Another common concern that patients might ask about is whether CT scans emit radiation. CT scans do emit radiation with an effective radiation dose anywhere between 2 and 10 mSv. Radiation exposure in that range is similar to the amount of background radiation an average person becomes exposed to after about 5 years of normal activity. While the radiation exposure is certainly minimal, certain individuals, such as pregnant women, should be strongly advised to avoid undergoing any CT scans during their pregnancy. If you have any questions or concerns about the CT scan radiation, don’t be afraid to talk to your doctor to see if you are at risk,

Are CT scans readily accessible?

CT scans are very widely available for patients’ use. Whether it’s at a private medical imaging center, or a public hospital, there will almost always be somewhere for patients to go when in need of a CT scan. Of course, where you go to get a CT scan might be limited by a few things such as doctor’s references, insurance coverage, and the patient’s financial situation.
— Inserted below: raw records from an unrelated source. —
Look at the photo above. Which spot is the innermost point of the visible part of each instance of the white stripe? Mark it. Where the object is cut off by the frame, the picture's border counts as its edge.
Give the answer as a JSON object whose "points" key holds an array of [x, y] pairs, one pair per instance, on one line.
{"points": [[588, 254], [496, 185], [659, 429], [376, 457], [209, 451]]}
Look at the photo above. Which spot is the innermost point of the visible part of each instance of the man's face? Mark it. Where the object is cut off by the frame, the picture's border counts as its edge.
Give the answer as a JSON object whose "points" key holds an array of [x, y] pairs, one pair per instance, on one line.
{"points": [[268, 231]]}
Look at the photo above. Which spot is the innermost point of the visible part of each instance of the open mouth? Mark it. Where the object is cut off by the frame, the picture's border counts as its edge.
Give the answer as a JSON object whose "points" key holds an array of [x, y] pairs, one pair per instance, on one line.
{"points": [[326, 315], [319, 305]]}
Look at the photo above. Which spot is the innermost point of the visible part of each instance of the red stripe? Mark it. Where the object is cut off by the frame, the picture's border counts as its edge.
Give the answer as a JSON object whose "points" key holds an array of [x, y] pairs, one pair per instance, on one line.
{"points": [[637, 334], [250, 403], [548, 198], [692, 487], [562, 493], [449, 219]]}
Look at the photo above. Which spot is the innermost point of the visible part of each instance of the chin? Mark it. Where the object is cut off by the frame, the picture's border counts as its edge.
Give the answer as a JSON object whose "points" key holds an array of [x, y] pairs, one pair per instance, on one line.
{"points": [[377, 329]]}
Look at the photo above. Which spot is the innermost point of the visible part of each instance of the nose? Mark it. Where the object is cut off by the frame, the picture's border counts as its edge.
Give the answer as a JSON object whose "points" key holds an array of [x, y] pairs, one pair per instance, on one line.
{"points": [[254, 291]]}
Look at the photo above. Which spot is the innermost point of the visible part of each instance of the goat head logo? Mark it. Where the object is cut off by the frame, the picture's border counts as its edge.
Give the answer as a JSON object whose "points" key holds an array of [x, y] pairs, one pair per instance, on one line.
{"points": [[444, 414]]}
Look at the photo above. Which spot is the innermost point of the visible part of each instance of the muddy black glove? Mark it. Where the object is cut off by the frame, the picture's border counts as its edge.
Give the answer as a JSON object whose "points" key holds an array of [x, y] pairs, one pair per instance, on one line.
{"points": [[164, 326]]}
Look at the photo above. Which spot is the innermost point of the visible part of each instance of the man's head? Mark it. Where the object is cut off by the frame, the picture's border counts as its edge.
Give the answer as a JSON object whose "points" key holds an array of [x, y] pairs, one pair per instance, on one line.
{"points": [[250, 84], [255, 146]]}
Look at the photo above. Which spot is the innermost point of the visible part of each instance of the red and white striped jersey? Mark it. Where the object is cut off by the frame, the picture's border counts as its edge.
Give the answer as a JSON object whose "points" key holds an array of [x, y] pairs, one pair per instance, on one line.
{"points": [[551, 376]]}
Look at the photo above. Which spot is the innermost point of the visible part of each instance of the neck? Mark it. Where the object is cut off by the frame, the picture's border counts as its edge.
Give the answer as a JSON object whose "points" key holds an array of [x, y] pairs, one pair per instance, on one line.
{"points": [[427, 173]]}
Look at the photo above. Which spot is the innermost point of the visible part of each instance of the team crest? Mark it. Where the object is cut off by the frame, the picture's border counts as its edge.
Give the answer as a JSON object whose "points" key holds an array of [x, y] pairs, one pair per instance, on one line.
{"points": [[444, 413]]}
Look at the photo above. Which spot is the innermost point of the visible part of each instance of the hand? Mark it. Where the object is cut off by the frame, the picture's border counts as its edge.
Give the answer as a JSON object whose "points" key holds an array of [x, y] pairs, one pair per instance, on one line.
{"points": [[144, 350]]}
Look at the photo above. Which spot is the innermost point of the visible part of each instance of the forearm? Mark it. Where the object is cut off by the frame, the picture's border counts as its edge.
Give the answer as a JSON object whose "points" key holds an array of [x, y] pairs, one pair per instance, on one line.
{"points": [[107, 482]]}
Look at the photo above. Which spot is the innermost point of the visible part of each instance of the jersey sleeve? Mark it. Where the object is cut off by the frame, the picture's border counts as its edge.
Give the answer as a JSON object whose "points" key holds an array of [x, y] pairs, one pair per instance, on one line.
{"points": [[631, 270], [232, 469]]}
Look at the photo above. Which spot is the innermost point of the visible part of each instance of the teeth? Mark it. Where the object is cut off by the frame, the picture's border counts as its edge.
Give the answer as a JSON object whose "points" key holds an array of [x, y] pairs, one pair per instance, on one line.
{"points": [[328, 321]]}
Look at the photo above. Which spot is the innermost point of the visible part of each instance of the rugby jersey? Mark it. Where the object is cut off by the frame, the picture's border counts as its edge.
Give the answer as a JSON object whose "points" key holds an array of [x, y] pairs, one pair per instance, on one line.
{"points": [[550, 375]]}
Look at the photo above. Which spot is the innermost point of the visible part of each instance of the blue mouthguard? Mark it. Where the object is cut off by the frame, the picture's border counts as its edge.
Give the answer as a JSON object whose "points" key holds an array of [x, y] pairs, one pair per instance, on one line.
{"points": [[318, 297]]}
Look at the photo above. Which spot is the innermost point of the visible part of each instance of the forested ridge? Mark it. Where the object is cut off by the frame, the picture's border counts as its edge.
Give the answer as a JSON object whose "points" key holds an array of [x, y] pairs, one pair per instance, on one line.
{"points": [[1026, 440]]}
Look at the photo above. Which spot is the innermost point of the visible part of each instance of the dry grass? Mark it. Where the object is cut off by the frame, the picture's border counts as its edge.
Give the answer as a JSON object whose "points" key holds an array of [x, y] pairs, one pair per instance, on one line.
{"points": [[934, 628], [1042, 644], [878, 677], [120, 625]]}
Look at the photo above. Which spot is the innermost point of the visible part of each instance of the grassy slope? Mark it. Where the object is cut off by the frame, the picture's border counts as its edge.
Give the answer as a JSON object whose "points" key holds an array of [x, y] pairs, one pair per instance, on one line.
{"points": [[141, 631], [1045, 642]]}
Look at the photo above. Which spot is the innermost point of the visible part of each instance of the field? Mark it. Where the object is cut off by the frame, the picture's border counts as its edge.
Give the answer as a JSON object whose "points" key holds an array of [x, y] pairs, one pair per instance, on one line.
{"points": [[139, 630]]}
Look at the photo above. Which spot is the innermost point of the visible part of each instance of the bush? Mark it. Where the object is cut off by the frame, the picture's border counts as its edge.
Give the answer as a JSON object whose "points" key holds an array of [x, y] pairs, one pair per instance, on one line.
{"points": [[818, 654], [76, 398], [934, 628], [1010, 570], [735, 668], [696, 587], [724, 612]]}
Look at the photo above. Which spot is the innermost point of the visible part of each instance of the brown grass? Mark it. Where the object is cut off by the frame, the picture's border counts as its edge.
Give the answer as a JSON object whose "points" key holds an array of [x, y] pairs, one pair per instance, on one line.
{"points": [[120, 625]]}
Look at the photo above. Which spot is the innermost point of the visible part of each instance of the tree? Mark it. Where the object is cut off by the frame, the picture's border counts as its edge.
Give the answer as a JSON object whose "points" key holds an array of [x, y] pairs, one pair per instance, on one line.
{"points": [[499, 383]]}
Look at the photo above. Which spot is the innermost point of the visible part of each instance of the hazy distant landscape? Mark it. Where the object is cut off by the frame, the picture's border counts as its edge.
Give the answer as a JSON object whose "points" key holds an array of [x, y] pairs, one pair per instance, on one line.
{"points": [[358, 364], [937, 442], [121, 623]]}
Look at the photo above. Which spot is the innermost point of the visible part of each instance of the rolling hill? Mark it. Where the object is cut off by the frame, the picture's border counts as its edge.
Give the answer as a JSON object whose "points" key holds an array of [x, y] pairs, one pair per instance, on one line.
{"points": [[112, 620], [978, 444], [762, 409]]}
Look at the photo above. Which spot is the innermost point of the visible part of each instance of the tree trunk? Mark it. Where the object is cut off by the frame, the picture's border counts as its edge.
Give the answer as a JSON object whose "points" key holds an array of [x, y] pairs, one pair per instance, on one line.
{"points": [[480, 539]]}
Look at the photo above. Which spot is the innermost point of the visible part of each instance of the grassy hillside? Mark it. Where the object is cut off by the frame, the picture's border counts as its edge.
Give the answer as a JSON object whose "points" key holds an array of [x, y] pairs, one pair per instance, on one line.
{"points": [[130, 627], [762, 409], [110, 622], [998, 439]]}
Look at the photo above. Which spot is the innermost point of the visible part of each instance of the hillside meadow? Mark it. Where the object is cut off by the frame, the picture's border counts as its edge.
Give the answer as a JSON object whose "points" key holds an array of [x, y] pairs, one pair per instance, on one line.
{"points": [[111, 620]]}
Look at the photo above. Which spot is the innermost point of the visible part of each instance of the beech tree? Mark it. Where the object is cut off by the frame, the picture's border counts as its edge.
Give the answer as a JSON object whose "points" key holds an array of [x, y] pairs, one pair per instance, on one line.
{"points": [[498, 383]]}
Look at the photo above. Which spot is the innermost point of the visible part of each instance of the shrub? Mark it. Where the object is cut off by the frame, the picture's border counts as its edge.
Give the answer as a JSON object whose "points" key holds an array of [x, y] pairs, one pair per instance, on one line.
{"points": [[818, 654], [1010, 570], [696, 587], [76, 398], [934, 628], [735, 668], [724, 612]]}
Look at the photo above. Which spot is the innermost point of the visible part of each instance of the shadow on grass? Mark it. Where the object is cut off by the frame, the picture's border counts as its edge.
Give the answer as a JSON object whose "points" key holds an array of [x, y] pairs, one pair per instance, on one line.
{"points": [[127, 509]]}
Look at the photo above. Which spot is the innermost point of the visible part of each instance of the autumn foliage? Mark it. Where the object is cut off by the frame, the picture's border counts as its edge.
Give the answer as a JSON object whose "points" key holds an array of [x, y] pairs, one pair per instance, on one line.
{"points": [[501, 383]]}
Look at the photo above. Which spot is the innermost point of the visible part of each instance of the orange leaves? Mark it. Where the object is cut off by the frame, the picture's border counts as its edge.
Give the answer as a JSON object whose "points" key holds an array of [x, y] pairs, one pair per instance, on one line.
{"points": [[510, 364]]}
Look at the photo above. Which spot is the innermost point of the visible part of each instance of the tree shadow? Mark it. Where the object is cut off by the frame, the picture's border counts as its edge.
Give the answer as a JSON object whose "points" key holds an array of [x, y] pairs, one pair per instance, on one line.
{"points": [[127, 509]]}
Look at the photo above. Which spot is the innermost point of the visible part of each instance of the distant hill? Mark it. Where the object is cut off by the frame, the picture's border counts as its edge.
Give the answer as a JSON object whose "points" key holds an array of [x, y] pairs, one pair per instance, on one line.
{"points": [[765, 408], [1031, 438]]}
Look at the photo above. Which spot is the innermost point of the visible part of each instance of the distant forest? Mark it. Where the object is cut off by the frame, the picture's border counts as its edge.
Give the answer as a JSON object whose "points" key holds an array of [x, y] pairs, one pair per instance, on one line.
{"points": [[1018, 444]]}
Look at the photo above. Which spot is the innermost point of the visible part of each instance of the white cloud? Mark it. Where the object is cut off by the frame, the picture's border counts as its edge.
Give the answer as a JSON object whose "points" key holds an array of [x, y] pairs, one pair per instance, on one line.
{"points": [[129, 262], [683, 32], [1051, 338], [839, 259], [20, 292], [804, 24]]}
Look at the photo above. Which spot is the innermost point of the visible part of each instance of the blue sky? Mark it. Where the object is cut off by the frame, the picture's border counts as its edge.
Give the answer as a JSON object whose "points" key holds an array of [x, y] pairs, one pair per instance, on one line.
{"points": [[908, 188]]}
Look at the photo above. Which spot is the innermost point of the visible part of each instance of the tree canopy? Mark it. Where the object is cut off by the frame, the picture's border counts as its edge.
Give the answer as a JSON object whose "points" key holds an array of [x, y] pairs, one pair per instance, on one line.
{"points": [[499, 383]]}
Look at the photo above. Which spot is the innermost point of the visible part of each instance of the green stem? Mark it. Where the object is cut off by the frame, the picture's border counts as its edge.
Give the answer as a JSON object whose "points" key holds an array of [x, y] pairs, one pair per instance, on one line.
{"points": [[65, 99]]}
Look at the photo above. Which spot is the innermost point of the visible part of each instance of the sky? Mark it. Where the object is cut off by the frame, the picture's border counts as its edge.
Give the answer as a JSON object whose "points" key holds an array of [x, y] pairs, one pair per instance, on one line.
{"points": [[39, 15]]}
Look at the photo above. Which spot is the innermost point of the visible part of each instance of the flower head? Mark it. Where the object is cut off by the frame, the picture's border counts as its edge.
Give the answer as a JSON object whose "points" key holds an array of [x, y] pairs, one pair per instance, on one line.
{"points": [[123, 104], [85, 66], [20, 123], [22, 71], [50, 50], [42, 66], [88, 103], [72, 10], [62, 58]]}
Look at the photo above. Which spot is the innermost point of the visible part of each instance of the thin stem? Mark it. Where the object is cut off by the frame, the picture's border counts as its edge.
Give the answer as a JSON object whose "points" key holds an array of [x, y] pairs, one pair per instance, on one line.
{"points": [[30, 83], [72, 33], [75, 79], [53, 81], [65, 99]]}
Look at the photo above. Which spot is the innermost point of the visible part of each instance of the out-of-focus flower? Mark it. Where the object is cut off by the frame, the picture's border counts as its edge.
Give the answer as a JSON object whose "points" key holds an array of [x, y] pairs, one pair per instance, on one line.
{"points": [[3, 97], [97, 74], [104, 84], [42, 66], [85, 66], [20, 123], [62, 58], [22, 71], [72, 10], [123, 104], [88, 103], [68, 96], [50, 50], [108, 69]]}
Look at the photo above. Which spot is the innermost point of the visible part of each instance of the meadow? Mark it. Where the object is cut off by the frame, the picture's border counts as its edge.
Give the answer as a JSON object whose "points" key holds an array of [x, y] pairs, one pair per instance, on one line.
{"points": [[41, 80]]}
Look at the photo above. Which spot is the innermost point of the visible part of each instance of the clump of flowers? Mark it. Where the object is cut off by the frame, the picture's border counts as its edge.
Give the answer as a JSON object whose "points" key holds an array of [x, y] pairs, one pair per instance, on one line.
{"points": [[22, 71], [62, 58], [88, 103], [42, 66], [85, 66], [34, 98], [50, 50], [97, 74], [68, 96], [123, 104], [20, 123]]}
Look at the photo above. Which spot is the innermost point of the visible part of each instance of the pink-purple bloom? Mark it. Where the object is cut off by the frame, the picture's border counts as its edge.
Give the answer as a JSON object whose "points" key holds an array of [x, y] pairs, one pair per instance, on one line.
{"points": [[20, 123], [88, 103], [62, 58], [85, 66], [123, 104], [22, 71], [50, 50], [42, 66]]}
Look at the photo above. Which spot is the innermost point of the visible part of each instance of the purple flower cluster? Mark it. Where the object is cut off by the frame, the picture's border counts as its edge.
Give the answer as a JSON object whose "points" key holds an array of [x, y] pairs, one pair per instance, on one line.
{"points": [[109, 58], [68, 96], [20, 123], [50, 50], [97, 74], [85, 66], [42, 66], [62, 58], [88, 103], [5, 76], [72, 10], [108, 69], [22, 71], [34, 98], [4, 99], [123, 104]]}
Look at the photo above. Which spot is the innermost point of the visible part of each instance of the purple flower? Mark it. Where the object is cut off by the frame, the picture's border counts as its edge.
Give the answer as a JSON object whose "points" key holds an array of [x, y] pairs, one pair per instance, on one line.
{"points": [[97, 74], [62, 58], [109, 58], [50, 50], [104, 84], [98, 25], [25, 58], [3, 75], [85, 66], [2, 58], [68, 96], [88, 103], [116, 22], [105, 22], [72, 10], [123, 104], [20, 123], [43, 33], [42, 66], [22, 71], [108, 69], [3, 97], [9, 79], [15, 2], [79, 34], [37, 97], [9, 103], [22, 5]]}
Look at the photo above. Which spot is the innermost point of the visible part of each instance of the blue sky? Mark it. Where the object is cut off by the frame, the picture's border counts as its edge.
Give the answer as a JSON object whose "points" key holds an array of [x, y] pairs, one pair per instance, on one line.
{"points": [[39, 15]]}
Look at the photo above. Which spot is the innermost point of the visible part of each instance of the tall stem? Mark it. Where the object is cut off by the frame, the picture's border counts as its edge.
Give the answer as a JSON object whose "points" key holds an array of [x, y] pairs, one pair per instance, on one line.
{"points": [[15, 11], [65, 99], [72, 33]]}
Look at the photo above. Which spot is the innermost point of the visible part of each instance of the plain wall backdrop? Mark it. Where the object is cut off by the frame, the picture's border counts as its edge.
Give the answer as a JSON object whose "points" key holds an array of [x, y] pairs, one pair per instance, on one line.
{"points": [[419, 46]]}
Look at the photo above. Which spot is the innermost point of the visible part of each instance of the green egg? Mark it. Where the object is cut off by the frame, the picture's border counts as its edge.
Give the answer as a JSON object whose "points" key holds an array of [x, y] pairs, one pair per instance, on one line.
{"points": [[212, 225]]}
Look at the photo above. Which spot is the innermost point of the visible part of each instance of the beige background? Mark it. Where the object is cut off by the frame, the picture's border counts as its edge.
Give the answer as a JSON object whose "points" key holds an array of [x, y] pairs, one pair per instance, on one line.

And no, insurance will not always cover a CT scan. There are multiple reasons why they might not cover the exam, such as limits to your specific coverage plan, monthly limits in procedures, and annual spending caps. With that in mind, people might want to know how much a CT scan can cost. CT scans typically cost between $1500 and $3000, depending on the facility and their fees.

Are there any possible limitations to CT scans?

Besides financial limitations, or any other possible limitation discussed above, CT scans don’t necessarily run into any significant problems or limitations. However, CT scans can occasionally struggle to capture multiple, layered angles for more comprehensive imaging. So, in the case that a patient needs to have their symptoms examined from multiple different angles, the patient will likely need to reposition themselves to successfully capture the whole picture. While this might prove to be inconvenient for some, CT scans are advantaged due to their ability to accommodate patients with metal implants, tattoos, cardiac pacemakers, and implants. Some diagnostic imaging exams, like MRIs, cannot easily accommodate such things.